Yaz-kış ellerinden kazmaları, orakları, sırtlarından da yünden örülen ve yük taşımada kullanılan dırmaçları eksik olmayan Karadenizli hanımlar, bugünlerde mısır hasadına yönelik işlerine yoğunlaştı.
Üretime nisan ayında tarla belleme ve ekim süreciyle başlanırken, belli aralıklarla yaptıkları seyrekleme ve ayıklama işleminin ardından eylül itibarıyla hasat için tarlalara girdiler.

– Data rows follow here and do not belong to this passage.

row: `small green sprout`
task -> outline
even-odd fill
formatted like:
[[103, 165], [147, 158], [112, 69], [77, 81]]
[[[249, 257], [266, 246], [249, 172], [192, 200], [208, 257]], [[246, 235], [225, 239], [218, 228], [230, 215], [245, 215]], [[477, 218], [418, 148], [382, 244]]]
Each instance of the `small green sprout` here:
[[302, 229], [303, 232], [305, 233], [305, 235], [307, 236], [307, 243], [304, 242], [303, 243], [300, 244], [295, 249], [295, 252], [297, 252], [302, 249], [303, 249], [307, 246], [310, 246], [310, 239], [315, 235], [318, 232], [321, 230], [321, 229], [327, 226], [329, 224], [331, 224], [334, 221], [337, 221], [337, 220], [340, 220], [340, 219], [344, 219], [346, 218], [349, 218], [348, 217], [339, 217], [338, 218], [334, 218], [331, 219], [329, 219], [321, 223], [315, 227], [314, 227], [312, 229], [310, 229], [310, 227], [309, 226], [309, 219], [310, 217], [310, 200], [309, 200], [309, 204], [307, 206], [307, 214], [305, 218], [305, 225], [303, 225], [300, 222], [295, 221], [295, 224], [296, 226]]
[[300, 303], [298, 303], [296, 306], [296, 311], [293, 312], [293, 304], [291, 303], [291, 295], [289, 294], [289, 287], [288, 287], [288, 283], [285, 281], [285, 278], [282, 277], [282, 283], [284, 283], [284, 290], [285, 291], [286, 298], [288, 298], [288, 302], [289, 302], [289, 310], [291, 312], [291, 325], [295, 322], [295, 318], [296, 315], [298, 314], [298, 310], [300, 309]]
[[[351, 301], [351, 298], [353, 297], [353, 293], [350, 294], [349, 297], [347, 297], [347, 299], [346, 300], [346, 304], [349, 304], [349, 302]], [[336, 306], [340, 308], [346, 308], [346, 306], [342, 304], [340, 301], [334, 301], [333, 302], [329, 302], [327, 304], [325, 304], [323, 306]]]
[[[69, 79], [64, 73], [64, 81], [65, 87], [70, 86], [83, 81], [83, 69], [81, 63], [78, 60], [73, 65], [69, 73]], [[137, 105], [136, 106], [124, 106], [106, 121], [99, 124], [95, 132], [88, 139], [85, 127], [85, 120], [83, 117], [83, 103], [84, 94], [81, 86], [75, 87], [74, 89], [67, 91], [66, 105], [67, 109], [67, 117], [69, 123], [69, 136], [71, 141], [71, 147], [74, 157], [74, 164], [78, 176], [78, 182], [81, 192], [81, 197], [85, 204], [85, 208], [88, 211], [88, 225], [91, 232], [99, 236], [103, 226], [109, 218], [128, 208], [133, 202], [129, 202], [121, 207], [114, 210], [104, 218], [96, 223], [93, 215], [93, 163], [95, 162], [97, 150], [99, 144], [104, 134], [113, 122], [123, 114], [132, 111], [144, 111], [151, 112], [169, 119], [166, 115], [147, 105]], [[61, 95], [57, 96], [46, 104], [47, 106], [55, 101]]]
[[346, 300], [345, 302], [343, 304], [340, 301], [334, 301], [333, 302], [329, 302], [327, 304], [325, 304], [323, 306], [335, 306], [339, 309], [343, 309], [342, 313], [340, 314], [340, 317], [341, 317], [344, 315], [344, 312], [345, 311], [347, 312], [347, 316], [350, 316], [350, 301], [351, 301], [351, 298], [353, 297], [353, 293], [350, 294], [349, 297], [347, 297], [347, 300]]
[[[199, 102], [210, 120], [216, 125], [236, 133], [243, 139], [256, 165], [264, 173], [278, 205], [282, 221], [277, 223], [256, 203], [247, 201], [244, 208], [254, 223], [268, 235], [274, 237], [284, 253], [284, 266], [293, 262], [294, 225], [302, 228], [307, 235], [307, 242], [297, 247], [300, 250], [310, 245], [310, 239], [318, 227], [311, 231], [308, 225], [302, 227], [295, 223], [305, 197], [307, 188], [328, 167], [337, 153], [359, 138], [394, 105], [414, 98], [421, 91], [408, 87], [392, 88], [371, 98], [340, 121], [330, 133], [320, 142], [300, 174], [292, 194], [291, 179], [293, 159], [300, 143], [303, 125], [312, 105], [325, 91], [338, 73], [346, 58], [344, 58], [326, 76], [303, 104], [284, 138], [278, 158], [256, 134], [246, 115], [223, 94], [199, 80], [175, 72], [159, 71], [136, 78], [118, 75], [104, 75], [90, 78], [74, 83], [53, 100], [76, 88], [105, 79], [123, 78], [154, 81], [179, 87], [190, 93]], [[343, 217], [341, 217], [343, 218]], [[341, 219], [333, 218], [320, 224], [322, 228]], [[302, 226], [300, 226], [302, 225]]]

İşe mısır saplarını biçerek başlanıyor. En az bir hafta tarlada kurumaya bırakılan yığınlar, daha sonra kesilerek, mısırlar saplarından ayrılıyor ve evlere taşınıyor.
Evlerde de imece usulü soyulan mısırlar, kuruma işlemi için bir süre serenderlere yerleştiriliyor. Bazen zeminde bazen de serenderlerin tavanına iple asılarak kurutulan mısırlar, sonrasında dövülerek tanelerine ayrılıyor.
Mısır taneleri, son olarak yemeklerde, çorbalarda ve ekmeklerde kullanılmak üzere asırlık su değirmenlerinde öğütülüyor ve un haline getiriliyor.
Mısır unu hazırlamak için yoğun mesai harcayan hanımlar, "Mısır unundan özellikle ekmek, lahana yemeği ve kuymak yapıyoruz. Severek tüketiyoruz ama tarladan buraya gelene kadar bu işler çok zor." diyor.